Date Published: June 12, 2019
Publisher: Public Library of Science
Author(s): Helleana Eschmann, Martin E. Héroux, James H. Cheetham, Stephanie Potts, Joanna Diong, Sunghoon Ivan Lee.
Hand motor impairment is common after stroke but there are few comprehensive data on amount of hand movement. This study aimed to compare the amount of thumb and finger movement over an extended period of time in people with stroke and able-bodied people. Fifteen stroke subjects and 15 able-bodied control subjects participated. Stroke subjects had impaired hand function. Movement of the thumb and index finger was recorded using stretch sensors worn on the affected hand (stroke subjects) or the left or right hand (control subjects) for ∼4 hours during the day. A digit movement was defined as a monotonic increase or decrease in consecutive sensor values. Instantaneous digit position was expressed as a percentage of maximal digit flexion. Mixed linear models were used to compare the following outcomes between groups: (1) average amplitude of digit movement, (2) digit cadence and average digit velocity, (3) percentage of digit idle time and longest idle time. Amplitude of digit movement was not different between groups. Cadence at the thumb (between-group mean difference, 95% CI, p value: -0.6 movements/sec, -1.0 to -0.2 movements/sec, p = 0.003) and finger (-0.5 movements/sec, -0.7 to -0.3 movements/sec, p<0.001) was lower in stroke than control subjects. Digit velocity was not different between groups. Thumb idle time was not different between groups, but finger idle time was greater in stroke than control subjects (percentage of idle time: 6%, 1 to 11%, p = 0.02; longest idle time: 375 sec, 29 to 721 sec, p = 0.04). Rehabilitation after stroke should encourage the performance of functional tasks that involve movements at faster cadences, and encourage more frequent movement of the digits with shorter periods of inactivity.
Motor impairment at the hand is common after stroke . At 6 months after severe stroke, one third of people develop wrist and hand contracture (loss of passive joint range of motion)  and more than 50% of people with hand impairments do not regain function . The loss of functional hand movement is disabling and can persist for many years . The neurophysiological mechanisms underlying the recovery of hand function are complex, interdependent, and occur at different periods of time after onset of stroke; see reviews [5–7]. For example, hand impairments in chronic stroke are related in part to a decreased ability to control voluntary muscle activity [8, 9] and the abnormal recruitment of contralateral cortico-reticulospinal pathways . Greater understanding on the mechanisms of recovery after stroke is needed to develop effective interventions to improve hand function after stroke.
This was a cross-sectional observational study. The procedures conformed to the Helsinki Declaration and were approved by South Eastern Sydney Local Health District Human Research Ethics Committee (16/095). To enhance transparency of data analysis, all de-identified data and computer code used to analyse the data are available in the project folder on the Open Science Framework. Written consent was obtained from all subjects.

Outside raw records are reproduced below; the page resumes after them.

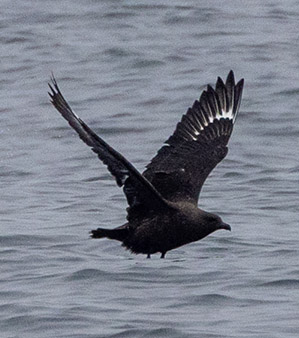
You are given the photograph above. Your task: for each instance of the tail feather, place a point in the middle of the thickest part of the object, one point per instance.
(118, 234)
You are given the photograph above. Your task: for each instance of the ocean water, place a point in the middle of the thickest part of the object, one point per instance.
(130, 70)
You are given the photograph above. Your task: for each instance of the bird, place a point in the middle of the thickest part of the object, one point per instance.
(163, 212)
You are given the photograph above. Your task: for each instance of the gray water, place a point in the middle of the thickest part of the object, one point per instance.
(130, 70)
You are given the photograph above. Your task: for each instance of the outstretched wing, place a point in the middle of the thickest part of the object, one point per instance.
(140, 193)
(198, 144)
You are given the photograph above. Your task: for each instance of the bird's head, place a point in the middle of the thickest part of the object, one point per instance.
(215, 222)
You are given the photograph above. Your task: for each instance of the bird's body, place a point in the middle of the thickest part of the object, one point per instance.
(163, 213)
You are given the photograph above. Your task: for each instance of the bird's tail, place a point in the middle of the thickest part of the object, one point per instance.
(118, 234)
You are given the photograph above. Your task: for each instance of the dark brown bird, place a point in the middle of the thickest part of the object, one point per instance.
(163, 213)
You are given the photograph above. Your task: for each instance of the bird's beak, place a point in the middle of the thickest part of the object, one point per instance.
(225, 226)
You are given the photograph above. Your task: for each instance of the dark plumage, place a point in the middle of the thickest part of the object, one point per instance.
(163, 212)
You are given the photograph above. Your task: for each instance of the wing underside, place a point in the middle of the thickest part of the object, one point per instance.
(198, 144)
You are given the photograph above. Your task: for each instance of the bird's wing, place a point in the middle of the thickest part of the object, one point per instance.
(198, 144)
(142, 197)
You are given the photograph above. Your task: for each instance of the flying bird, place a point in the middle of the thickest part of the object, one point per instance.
(163, 214)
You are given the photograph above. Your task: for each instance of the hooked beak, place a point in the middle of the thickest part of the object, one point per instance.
(225, 226)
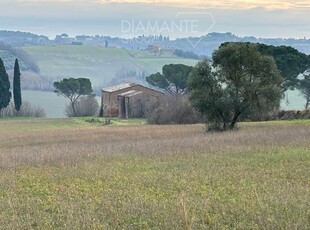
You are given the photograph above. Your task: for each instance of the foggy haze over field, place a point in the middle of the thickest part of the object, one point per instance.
(255, 18)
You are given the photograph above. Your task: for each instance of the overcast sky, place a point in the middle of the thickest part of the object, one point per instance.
(172, 18)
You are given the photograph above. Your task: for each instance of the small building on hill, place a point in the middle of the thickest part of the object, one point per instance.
(128, 100)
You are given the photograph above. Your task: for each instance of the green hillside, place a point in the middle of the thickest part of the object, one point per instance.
(101, 65)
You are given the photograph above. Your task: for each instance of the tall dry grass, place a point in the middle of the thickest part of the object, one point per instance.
(154, 177)
(70, 145)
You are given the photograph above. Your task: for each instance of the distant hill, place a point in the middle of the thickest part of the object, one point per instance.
(104, 66)
(8, 55)
(203, 46)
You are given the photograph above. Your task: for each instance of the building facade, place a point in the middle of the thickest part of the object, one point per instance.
(128, 100)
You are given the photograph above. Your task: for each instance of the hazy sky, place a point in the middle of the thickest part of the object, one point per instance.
(260, 18)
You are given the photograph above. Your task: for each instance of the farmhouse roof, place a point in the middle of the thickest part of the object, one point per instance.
(130, 93)
(126, 85)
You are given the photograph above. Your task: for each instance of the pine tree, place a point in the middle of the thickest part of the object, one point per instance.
(5, 93)
(16, 87)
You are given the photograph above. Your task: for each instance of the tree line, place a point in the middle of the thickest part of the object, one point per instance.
(243, 80)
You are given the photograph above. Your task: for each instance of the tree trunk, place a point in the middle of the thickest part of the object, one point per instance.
(234, 120)
(73, 109)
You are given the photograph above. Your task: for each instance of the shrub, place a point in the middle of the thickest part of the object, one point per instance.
(26, 110)
(173, 109)
(84, 107)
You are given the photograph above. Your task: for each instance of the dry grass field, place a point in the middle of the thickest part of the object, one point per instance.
(63, 174)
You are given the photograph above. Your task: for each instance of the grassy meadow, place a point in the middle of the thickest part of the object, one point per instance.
(70, 174)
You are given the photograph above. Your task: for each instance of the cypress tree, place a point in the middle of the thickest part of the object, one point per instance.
(5, 93)
(16, 87)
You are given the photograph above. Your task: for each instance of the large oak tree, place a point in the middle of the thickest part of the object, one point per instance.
(241, 82)
(73, 89)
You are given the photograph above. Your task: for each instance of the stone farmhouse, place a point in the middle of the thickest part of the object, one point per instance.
(128, 100)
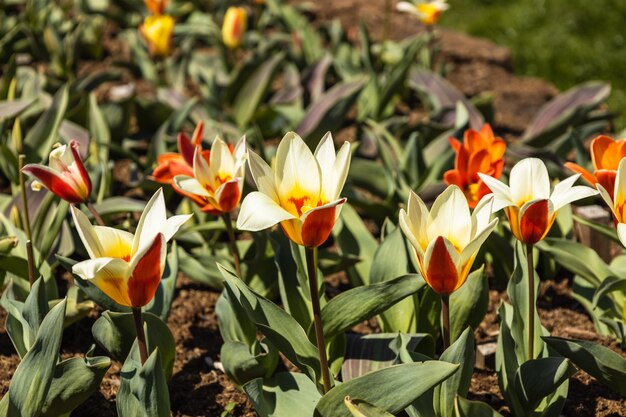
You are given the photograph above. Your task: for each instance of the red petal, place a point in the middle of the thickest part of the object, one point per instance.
(142, 285)
(441, 273)
(53, 182)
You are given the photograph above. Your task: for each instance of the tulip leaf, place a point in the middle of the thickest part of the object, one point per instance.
(143, 389)
(469, 304)
(276, 324)
(41, 136)
(460, 352)
(403, 384)
(33, 377)
(360, 408)
(357, 304)
(467, 408)
(116, 334)
(284, 394)
(598, 361)
(75, 380)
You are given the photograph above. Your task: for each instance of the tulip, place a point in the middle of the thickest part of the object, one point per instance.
(606, 155)
(157, 30)
(128, 267)
(617, 200)
(216, 183)
(301, 193)
(172, 164)
(65, 174)
(427, 11)
(234, 26)
(529, 205)
(479, 152)
(531, 209)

Characteristics of subjects are shown (Table 1). Stroke subjects had impaired hand function, were older than control subjects, and the range of time since stroke was broad. There was no difference between groups in sex. On average, stroke subjects wore the sensors for median 3.3 hours (interquartile range 2.1 to 3.7 hours) and control subjects for 3.1 hours (2.3 to 3.7 hours). Inspection of the raw data showed sensor values were outside of the physiological range of raw values for the thumb sensor in some subjects (1 control, 2 stroke subjects). We excluded thumb sensor data for these subjects.
We used stretch sensors to compare thumb and index finger movement over an extended period of time in people with stroke and able-bodied people. While the amplitudes of digit movement and digit velocities were not different between groups, people with stroke had lower thumb and finger cadences, and the finger was idle more often than the thumb. Exploratory findings show that in general, digit cadences and velocities ranged from slow to medium speeds.
Our findings add new information to the literature by providing the first comprehensive description of thumb and finger movement over an extended period of time in people with stroke. The clinical implications from this study are that rehabilitation after stroke should encourage the performance of functional tasks that involve movements at faster cadences, and encourage more frequent movement of the digits with shorter periods of inactivity. These strategies aim to improve and restore hand function after stroke.